If you want more proof of how crucial Price is to team success, look no further than last season. In 2015-16, he played just 12 games and won 10 of them. After he was injured and out for the season, the Canadiens plummeted from first in the Eastern Conference to a 13th place finish. Price has definitely stolen his fair share of games this season but if he’s not been consistently rock solid, maybe the 2016-17 Canadiens have that knack for creating their own luck.
Only Scoring When It Counts
According to NHL.com, after 69 games the Habs sit 17th out of 30 teams in goals for with 187. That puts them on pace to end the season with 223. It’s somehow good for first place in the Atlantic division and fifth place in the ridiculously lopsided Eastern Conference. Yet it’s only two more than the 221 they managed last season when they finished a full eight places lower. It’s also very similar to the totals for every season so far this decade.
From 2009-10, the Canadiens have never scored less than 212 goals and never more than 221. For a team that doesn’t score, they’re remarkably consistent at it. So how have they managed to be in the bottom 10 or 15 in goals scored for eight years and still managed to be in the division top-four in six of those years, winning the Atlantic two of the past four seasons? Maybe there’s still a little of the old Montreal Forum magic floating around the Bell Centre.

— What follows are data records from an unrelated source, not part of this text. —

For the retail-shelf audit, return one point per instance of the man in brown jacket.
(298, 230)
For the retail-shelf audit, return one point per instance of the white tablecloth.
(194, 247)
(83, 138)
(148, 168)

After all, what’s the point of being the Canadiens if you can’t take advantage of history?
In 2016-17, the Habs lead the entire league in total wins and winning percentage in games when trailing after two periods. They’ve accomplished 10 wins when down after 40 minutes, showing a real resiliency and scoring efficiency. Of course, they’ve trailed after two periods a total of 29 times which is slightly worse than average, but not that far off the other Eastern Conference juggernauts that will have to contend with them in the playoffs.
For instance, the Pittsburgh Penguins (24 times), Rangers (22 times), Blue Jackets (20 times) and Washington Capitals (20 times) were down after 40 minutes fairly often themselves for being high scoring teams. Pittsburgh is second overall with a .333 winning percentage, but not as good as Montreal’s .345 percentage. New York and Columbus assembled only 22.5 percent and 20.0 percent, respectively. Washington, the supposed Stanley Cup lock at the moment, is a dismal 15.0 percent, or 2.3 times less successful than the Habs at third period comebacks.
With Price now stopping some shots at key moments it provides the team with a chance to win, but someone (or something) is scoring those game winners. All of these teams have similar stats when it comes to holding leads so that edge in experience, and possibly divine intervention, when clawing back into games could play a huge part in favour of the Canadiens in a seven game series.
Do You Believe in Magic?
The best part of the six-game winning streak was that it featured three consecutive overtime wins. It’s a stretch to draw comparisons to the 10 straight overtime victories of the 1993 playoffs that propelled them to their last Stanley Cup. On the other hand, it’s also fun to believe the hockey Gods and the ghosts of the Montreal Forum may be smiling down yet again on the sport’s most mythical franchise.